Au dire des vieux habitués du spectacle parlementaire, la contexture des discours de lord Lansdowne rappelle singulièrement la manière de M. Pitt. C’est de ce dernier que le président du conseil actuel aurait pris ce procédé, qui consiste à enfermer toute une argumentation dans une seule immense période, coupée de mille et mille incises ; mais l’habileté suprême de Pitt était de mener infailliblement ses auditeurs au but d’une harangue par le détour des routes de traverse. Le marquis de Lansdowne rendrait souvent un signalé service aux siens, s’il leur prêtait le fil secourable qui l’aide à sortir sain et sauf lui-même de son labyrinthe de parenthèses.

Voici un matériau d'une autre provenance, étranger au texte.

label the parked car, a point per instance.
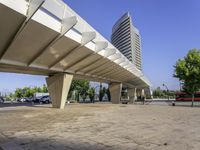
(23, 99)
(29, 99)
(2, 100)
(42, 99)
(45, 99)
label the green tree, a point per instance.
(108, 94)
(18, 93)
(158, 92)
(91, 93)
(44, 88)
(187, 70)
(81, 86)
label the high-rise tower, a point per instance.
(126, 38)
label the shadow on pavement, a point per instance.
(9, 104)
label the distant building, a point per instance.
(126, 38)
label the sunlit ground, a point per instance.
(100, 126)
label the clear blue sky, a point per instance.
(169, 28)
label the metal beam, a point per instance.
(85, 37)
(88, 65)
(98, 47)
(34, 5)
(67, 24)
(106, 68)
(97, 67)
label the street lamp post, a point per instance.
(167, 90)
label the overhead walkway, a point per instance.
(46, 37)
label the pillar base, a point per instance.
(115, 92)
(58, 87)
(132, 95)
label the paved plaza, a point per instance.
(99, 127)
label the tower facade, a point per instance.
(126, 38)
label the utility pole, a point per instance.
(167, 90)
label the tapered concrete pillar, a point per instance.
(58, 87)
(132, 95)
(115, 92)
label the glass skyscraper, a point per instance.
(126, 38)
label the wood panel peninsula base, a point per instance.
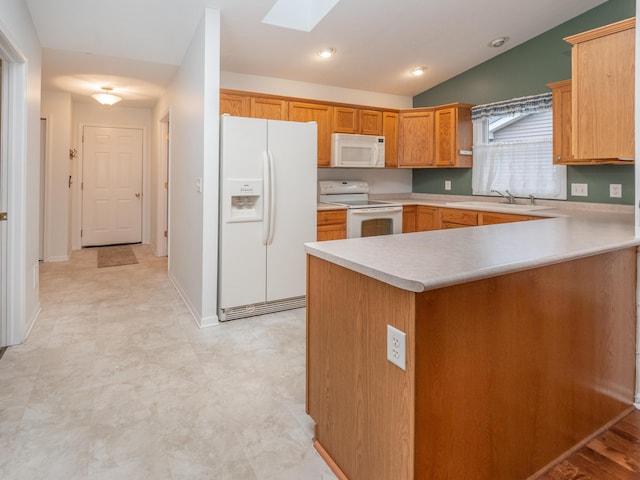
(504, 375)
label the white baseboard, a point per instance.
(32, 322)
(201, 322)
(61, 258)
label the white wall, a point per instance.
(290, 88)
(93, 114)
(192, 102)
(23, 225)
(56, 108)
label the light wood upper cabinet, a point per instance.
(355, 120)
(236, 105)
(562, 126)
(453, 137)
(408, 218)
(390, 132)
(269, 108)
(345, 120)
(561, 101)
(370, 122)
(416, 138)
(313, 112)
(603, 77)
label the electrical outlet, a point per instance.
(579, 190)
(397, 347)
(615, 190)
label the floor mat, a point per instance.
(115, 256)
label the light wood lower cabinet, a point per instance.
(455, 218)
(422, 218)
(492, 218)
(427, 218)
(503, 375)
(332, 225)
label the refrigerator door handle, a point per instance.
(266, 180)
(272, 199)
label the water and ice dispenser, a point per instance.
(244, 200)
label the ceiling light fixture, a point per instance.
(326, 52)
(498, 42)
(106, 98)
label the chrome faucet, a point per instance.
(508, 196)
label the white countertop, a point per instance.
(427, 260)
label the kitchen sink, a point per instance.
(499, 207)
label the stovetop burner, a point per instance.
(352, 194)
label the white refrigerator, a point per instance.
(268, 195)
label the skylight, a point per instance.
(301, 15)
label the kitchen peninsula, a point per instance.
(520, 344)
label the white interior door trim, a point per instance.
(13, 231)
(76, 217)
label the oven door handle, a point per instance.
(366, 211)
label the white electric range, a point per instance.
(365, 218)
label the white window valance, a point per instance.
(530, 104)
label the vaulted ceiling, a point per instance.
(137, 45)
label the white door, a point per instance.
(3, 223)
(111, 186)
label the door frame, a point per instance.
(162, 193)
(76, 241)
(13, 163)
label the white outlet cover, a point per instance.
(397, 347)
(615, 190)
(579, 189)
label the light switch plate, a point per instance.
(579, 189)
(615, 190)
(397, 347)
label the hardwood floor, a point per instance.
(614, 455)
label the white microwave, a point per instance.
(357, 151)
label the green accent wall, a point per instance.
(525, 70)
(598, 178)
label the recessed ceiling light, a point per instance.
(106, 98)
(326, 52)
(498, 42)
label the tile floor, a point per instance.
(116, 382)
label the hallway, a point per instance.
(117, 382)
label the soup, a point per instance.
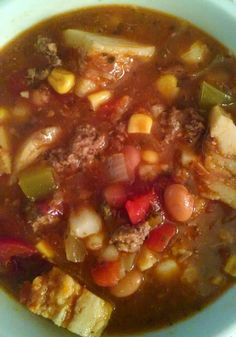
(117, 164)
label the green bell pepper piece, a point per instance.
(210, 96)
(37, 182)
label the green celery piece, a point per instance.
(37, 182)
(210, 96)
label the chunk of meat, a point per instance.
(194, 127)
(186, 124)
(83, 149)
(130, 239)
(104, 61)
(58, 297)
(50, 213)
(48, 48)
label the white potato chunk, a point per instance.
(35, 145)
(67, 303)
(84, 221)
(95, 43)
(223, 129)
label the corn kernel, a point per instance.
(61, 80)
(230, 267)
(140, 123)
(45, 249)
(167, 85)
(150, 157)
(4, 115)
(196, 54)
(99, 98)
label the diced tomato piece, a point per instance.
(115, 195)
(160, 237)
(139, 207)
(107, 274)
(13, 247)
(132, 158)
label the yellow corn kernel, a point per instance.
(4, 115)
(230, 267)
(99, 98)
(140, 123)
(45, 249)
(61, 80)
(167, 85)
(150, 157)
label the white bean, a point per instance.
(109, 254)
(128, 285)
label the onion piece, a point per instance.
(38, 143)
(109, 254)
(75, 249)
(84, 222)
(117, 168)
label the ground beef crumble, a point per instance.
(187, 124)
(83, 149)
(130, 239)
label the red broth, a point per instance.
(131, 191)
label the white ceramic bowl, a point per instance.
(217, 17)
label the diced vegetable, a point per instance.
(91, 315)
(230, 267)
(167, 270)
(39, 142)
(149, 171)
(13, 247)
(223, 129)
(146, 259)
(196, 54)
(75, 249)
(210, 96)
(96, 43)
(140, 123)
(109, 254)
(5, 149)
(178, 202)
(106, 274)
(167, 85)
(150, 156)
(127, 262)
(95, 241)
(69, 305)
(128, 285)
(99, 98)
(84, 221)
(5, 115)
(84, 86)
(139, 207)
(132, 158)
(45, 249)
(115, 195)
(117, 168)
(61, 80)
(160, 237)
(37, 182)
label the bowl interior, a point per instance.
(217, 18)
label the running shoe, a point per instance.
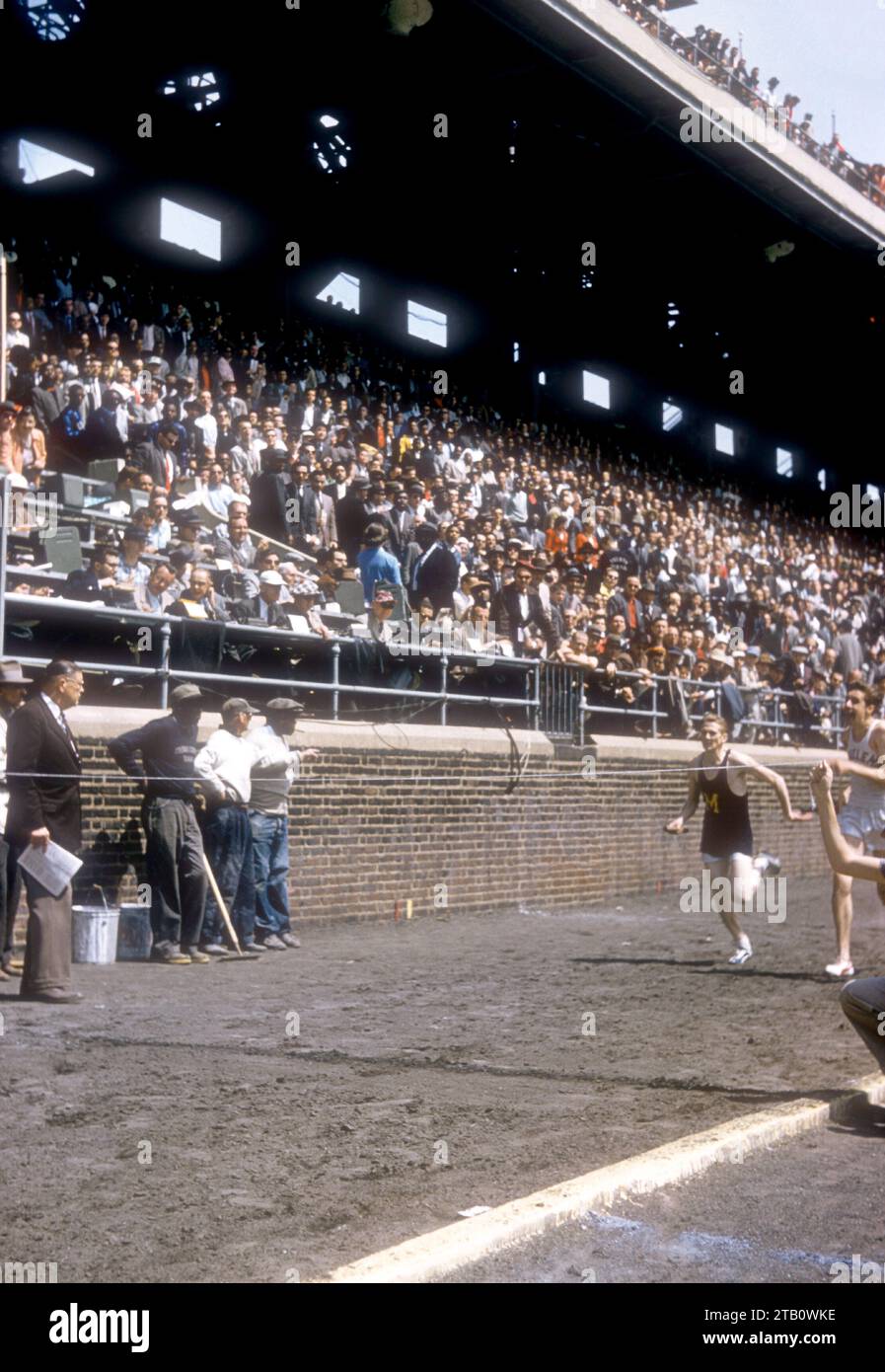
(840, 969)
(768, 865)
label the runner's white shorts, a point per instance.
(867, 825)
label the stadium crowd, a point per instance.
(538, 541)
(722, 62)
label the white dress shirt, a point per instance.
(224, 764)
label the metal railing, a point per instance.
(766, 714)
(726, 80)
(326, 650)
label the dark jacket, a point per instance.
(506, 612)
(168, 749)
(37, 744)
(436, 579)
(269, 493)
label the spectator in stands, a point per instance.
(276, 766)
(263, 607)
(108, 429)
(99, 577)
(161, 757)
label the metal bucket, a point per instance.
(134, 939)
(95, 933)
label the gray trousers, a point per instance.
(175, 872)
(863, 1003)
(48, 947)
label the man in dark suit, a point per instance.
(627, 602)
(273, 507)
(157, 456)
(517, 607)
(319, 527)
(48, 401)
(41, 808)
(351, 517)
(265, 605)
(401, 520)
(432, 571)
(98, 579)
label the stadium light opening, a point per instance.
(330, 150)
(53, 20)
(724, 439)
(427, 324)
(41, 164)
(197, 88)
(341, 289)
(597, 390)
(189, 229)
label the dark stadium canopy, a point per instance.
(487, 224)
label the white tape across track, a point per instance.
(445, 1250)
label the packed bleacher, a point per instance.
(723, 63)
(262, 495)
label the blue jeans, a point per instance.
(228, 840)
(270, 861)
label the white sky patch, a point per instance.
(724, 439)
(344, 289)
(597, 390)
(189, 229)
(40, 164)
(427, 324)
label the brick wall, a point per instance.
(398, 812)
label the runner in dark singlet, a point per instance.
(718, 777)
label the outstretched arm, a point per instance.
(776, 784)
(677, 825)
(844, 859)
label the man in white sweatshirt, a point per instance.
(274, 767)
(222, 766)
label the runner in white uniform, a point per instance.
(862, 813)
(863, 1002)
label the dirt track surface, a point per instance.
(456, 1037)
(734, 1224)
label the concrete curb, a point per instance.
(457, 1245)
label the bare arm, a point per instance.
(843, 858)
(677, 825)
(846, 767)
(773, 780)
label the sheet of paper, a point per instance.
(52, 869)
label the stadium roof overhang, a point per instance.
(607, 46)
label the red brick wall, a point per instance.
(389, 815)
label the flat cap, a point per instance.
(283, 706)
(186, 692)
(236, 706)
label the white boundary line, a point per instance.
(445, 1250)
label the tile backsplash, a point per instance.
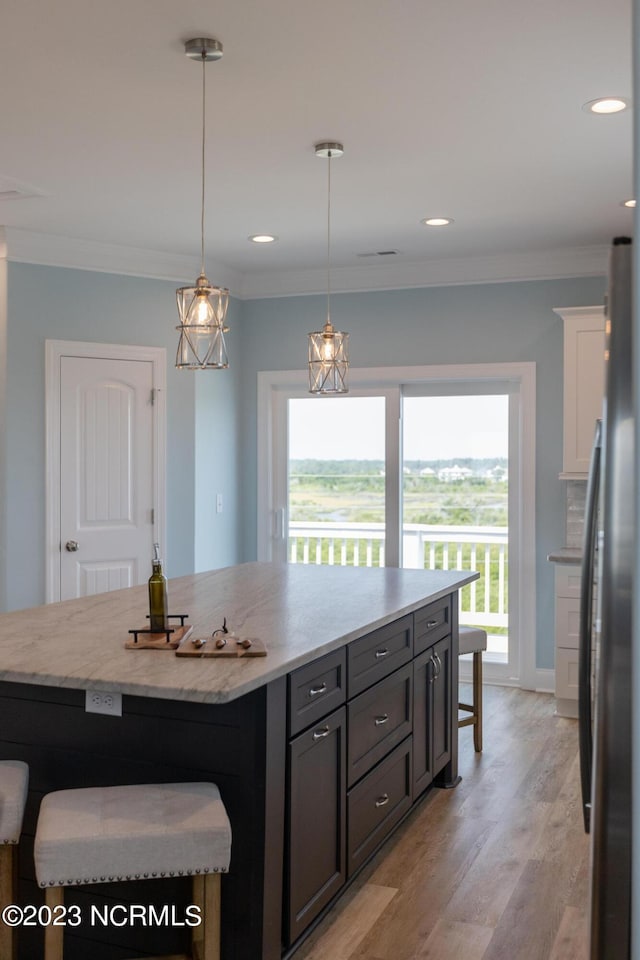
(576, 495)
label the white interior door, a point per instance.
(106, 474)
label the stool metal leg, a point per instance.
(8, 869)
(53, 897)
(477, 701)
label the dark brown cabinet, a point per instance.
(370, 728)
(317, 820)
(432, 714)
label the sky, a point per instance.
(435, 428)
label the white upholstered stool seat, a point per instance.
(473, 640)
(103, 834)
(14, 783)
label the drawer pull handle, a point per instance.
(438, 664)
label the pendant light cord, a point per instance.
(204, 60)
(329, 239)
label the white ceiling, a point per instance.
(456, 108)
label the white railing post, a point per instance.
(424, 546)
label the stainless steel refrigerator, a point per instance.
(605, 732)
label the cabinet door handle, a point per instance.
(438, 664)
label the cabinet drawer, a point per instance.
(379, 653)
(567, 622)
(316, 689)
(315, 855)
(566, 674)
(377, 721)
(432, 623)
(376, 804)
(568, 577)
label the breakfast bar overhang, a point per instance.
(246, 724)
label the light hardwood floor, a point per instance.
(496, 869)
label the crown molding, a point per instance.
(541, 265)
(26, 246)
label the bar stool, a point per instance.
(104, 834)
(473, 640)
(14, 782)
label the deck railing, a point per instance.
(424, 547)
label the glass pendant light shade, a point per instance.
(328, 360)
(328, 348)
(202, 311)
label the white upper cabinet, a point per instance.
(583, 385)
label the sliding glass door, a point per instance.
(455, 499)
(423, 473)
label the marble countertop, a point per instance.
(300, 612)
(566, 555)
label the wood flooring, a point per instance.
(496, 869)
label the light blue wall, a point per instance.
(60, 304)
(212, 419)
(464, 324)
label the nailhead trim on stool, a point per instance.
(14, 784)
(104, 834)
(473, 640)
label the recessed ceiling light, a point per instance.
(606, 105)
(437, 221)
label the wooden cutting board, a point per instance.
(158, 641)
(232, 649)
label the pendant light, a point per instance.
(202, 309)
(328, 348)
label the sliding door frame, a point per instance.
(276, 387)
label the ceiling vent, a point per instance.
(380, 253)
(11, 189)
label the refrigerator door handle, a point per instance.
(585, 725)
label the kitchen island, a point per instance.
(319, 749)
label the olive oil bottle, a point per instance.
(157, 595)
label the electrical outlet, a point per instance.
(100, 701)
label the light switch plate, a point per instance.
(103, 701)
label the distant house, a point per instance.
(497, 474)
(451, 474)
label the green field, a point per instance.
(352, 491)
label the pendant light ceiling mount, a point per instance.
(202, 309)
(329, 149)
(204, 48)
(328, 348)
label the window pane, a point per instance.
(455, 500)
(336, 480)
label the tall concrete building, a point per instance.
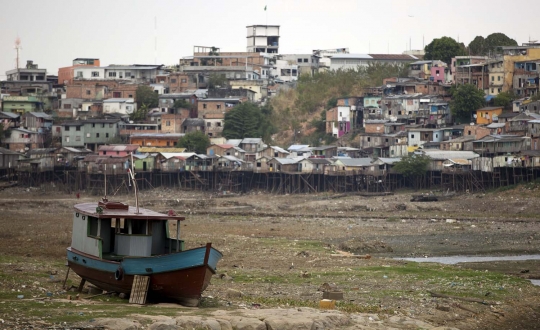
(263, 39)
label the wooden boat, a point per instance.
(112, 242)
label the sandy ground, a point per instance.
(279, 249)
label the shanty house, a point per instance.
(117, 150)
(313, 165)
(283, 164)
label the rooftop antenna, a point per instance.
(105, 174)
(155, 40)
(17, 49)
(131, 172)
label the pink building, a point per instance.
(117, 150)
(438, 74)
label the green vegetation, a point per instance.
(183, 104)
(481, 47)
(248, 120)
(504, 99)
(194, 142)
(465, 100)
(318, 93)
(145, 96)
(217, 80)
(212, 61)
(444, 49)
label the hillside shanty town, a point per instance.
(172, 165)
(475, 118)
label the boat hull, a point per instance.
(179, 276)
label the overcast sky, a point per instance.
(55, 32)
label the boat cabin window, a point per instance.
(93, 226)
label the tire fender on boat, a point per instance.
(119, 273)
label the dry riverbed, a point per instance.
(278, 252)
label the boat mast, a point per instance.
(105, 174)
(132, 175)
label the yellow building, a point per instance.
(513, 54)
(486, 116)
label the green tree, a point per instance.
(212, 61)
(145, 95)
(183, 104)
(504, 99)
(139, 114)
(477, 46)
(496, 40)
(490, 45)
(465, 100)
(242, 121)
(412, 167)
(4, 134)
(444, 49)
(217, 80)
(196, 142)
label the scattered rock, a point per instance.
(232, 293)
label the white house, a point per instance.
(89, 72)
(119, 105)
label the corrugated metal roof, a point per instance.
(158, 135)
(119, 100)
(279, 149)
(355, 161)
(4, 151)
(10, 114)
(159, 149)
(115, 147)
(286, 161)
(298, 147)
(389, 160)
(496, 125)
(447, 154)
(251, 140)
(168, 155)
(40, 115)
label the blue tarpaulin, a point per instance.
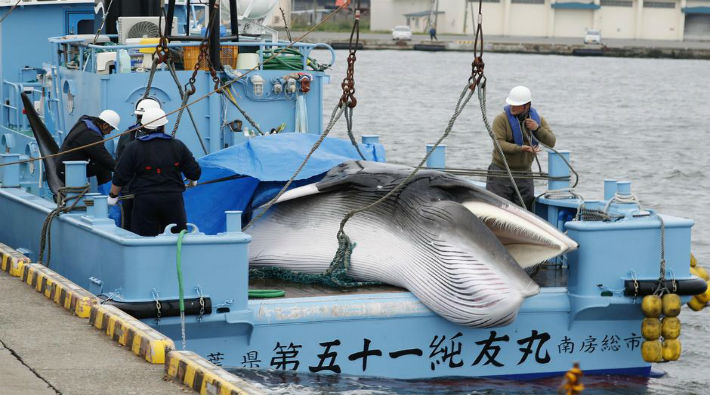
(266, 162)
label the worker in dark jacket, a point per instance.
(141, 106)
(154, 164)
(89, 132)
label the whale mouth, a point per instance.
(528, 239)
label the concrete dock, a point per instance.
(531, 45)
(45, 349)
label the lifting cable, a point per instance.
(348, 100)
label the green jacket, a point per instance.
(516, 157)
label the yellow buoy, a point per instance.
(695, 304)
(670, 327)
(671, 305)
(651, 305)
(671, 349)
(651, 328)
(704, 297)
(651, 350)
(572, 383)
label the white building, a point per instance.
(628, 19)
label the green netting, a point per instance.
(336, 276)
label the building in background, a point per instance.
(623, 19)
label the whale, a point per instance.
(461, 250)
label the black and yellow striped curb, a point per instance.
(185, 366)
(12, 261)
(204, 377)
(143, 340)
(59, 289)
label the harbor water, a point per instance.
(642, 120)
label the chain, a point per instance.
(348, 84)
(156, 296)
(202, 303)
(477, 65)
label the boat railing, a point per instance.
(80, 54)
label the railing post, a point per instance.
(10, 172)
(234, 221)
(557, 167)
(609, 188)
(437, 160)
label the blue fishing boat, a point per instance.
(250, 107)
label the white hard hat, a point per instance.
(110, 117)
(518, 96)
(145, 104)
(153, 118)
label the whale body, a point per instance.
(458, 248)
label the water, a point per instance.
(644, 120)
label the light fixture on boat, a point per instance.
(291, 86)
(278, 88)
(258, 82)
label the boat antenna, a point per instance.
(103, 19)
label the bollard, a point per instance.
(437, 159)
(609, 188)
(623, 188)
(101, 206)
(370, 138)
(75, 175)
(234, 221)
(10, 173)
(89, 200)
(556, 167)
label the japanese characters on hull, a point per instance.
(450, 354)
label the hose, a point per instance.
(289, 59)
(266, 293)
(180, 287)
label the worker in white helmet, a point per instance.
(154, 164)
(142, 105)
(519, 130)
(89, 132)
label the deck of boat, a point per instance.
(547, 275)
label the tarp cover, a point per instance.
(267, 162)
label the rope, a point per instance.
(171, 68)
(661, 288)
(337, 112)
(180, 287)
(15, 6)
(46, 233)
(349, 122)
(344, 244)
(199, 99)
(288, 32)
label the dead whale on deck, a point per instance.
(458, 248)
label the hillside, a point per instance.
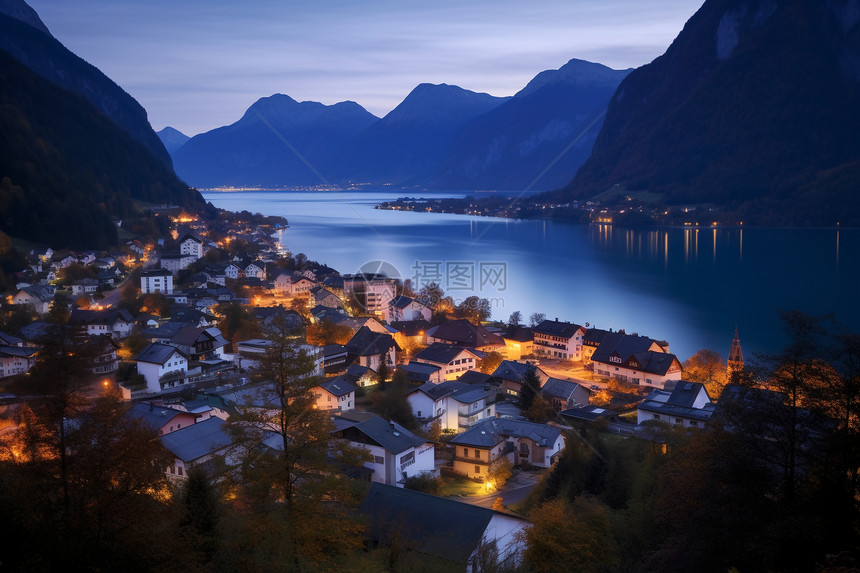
(754, 107)
(66, 171)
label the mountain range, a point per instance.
(755, 108)
(440, 136)
(76, 151)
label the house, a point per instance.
(324, 297)
(559, 340)
(403, 308)
(397, 453)
(465, 334)
(370, 291)
(199, 343)
(156, 281)
(421, 373)
(523, 443)
(197, 445)
(368, 348)
(564, 394)
(335, 394)
(37, 297)
(114, 322)
(519, 342)
(441, 528)
(160, 419)
(452, 360)
(509, 376)
(162, 366)
(687, 404)
(192, 245)
(85, 286)
(16, 358)
(457, 405)
(175, 262)
(590, 341)
(635, 359)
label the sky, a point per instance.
(199, 64)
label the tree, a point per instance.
(530, 387)
(707, 367)
(490, 362)
(536, 318)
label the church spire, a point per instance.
(735, 363)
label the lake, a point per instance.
(689, 286)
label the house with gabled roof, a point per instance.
(443, 529)
(509, 376)
(336, 393)
(456, 405)
(162, 366)
(463, 333)
(564, 394)
(197, 445)
(160, 419)
(368, 348)
(397, 453)
(682, 403)
(635, 359)
(559, 340)
(523, 443)
(402, 308)
(452, 360)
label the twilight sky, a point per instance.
(198, 64)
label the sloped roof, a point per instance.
(489, 432)
(340, 386)
(365, 342)
(152, 415)
(442, 353)
(557, 328)
(445, 528)
(622, 345)
(157, 353)
(463, 333)
(197, 440)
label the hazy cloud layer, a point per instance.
(197, 64)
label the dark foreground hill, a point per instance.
(754, 107)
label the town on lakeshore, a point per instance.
(215, 328)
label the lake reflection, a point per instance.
(690, 285)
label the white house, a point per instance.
(560, 340)
(687, 404)
(453, 360)
(156, 281)
(191, 245)
(162, 366)
(396, 452)
(458, 406)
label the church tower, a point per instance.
(735, 363)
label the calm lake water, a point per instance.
(686, 285)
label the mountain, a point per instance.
(25, 37)
(406, 146)
(66, 170)
(172, 138)
(277, 142)
(755, 107)
(536, 139)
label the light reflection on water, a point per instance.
(688, 285)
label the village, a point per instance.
(181, 328)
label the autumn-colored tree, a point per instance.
(707, 367)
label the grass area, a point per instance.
(465, 487)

Cet autre personnage anguleux, déhanché, au long cou raide emboîté dans une cravate blanche, qui ne représenterait pas mal un de vos notaires de province, c’est lord Duncanon, le premier commissaire des bois et forêts et du sceau privé ; il se tient à la droite de lord Melbourne : c’est l’une des utilités du cabinet ; tout bègue qu’il est, il parle souvent et de bonne volonté ; c’est moins la pensée qui lui fait défaut, je crois, que le langage ; le sang-froid lui sert çà et là de saillie ; il donne parfois de petits soufflets secs fort bien appliqués, d’un air innocent et candide.

Les autres ministres-pairs ne sont guère que des invalides d’un médiocre usage, sinon dans le conseil, au moins au feu de la discussion.